On Wed, Dec 14, 2011 at 5:02 PM, Nathan Kossaeth < system_freak_2004@yahoo.com> wrote:

So basically what you're saying Marc is write a simple program that
works. Then slowly build on it? What is OOP fashion?

--
Posted via http://www.ruby-forum.com/\.

Got this fixed, I hadn't set the headers, so the content type was coming in
as "application/octet-stream" instead of "video/x-m4v" which was causing
some browsers (i.e. Chrome) to not download them properly. I went through
and changed them all, so they should be working now. Let me know if there
are any other issues.

-Josh

···

On Mon, Dec 12, 2011 at 9:30 PM, Nathan Kossaeth < system_freak_2004@yahoo.com> wrote:

Hey Josh,
   Thank you so much. For some reason when I click the download button
next to your videos, they don't do anything.

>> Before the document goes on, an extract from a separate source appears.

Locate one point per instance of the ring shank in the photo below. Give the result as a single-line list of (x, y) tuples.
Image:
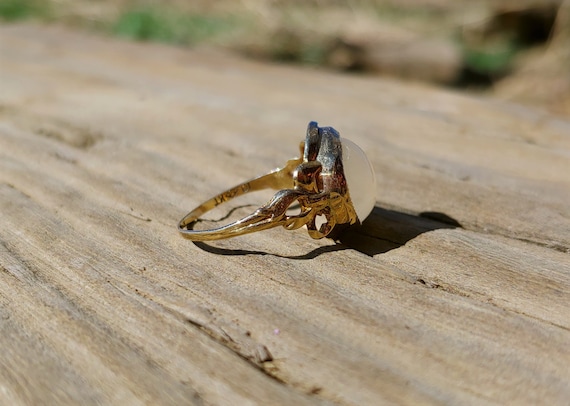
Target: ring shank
[(277, 180)]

I have a not so great
internet connection and was wanting to download the videos while at work
so I can watch them when I get home. There any way I can be able to
download the videos?

--
Posted via http://www.ruby-forum.com/\.

Have you tried right-clicking the link and choosing the option to
download the link?

···

On Fri, Dec 16, 2011 at 08:14:46AM +0900, Nathan Kossaeth wrote:

Hey Josh,
This is what it takes me to when I click on the download link. It just
takes me to a different page with just the video.

I have had to learn this the hard way, but you need to do your research
first. People don't respect you if the answer is not hard to learn for
yourself. If that is not your goal, to earn respect, continue to ask, but
be aware of the consequences.

···

On Wed, Dec 21, 2011 at 4:48 PM, Nathan Kossaeth < system_freak_2004@yahoo.com> wrote:

Can I ask for help with coding no matter how simple it is to others? I
can't seem to figure out why this simple code isn't working...

--
Posted via http://www.ruby-forum.com/\.

--
Sincerely,

Isaac Sanders
Section C-4B Vice Chief, Order of the Arrow
Vice Chief of Administration, Tecumseh #65
Eagle Scout

Sure, so long as you make it clear that you have actually put some
effort into it. Tell us what you've tried (both as a solution and to
FIND a solution), and why that didn't work. We'll gladly help the
"truly needy", but....

-Dave

···

On Wed, Dec 21, 2011 at 16:48, Nathan Kossaeth <system_freak_2004@yahoo.com> wrote:

Can I ask for help with coding no matter how simple it is to others? I
can't seem to figure out why this simple code isn't working...

For this, check http://www.meetup.com/

-Josh

···

On Mon, Dec 12, 2011 at 6:33 PM, Josh Cheek <josh.cheek@gmail.com> wrote:

Also, find local usergroups so you can chat with other people who are
excited about the same things. Here in Chicago, there's a Ruby meetup about
3 times a month. Great way to meet new people and get inspired.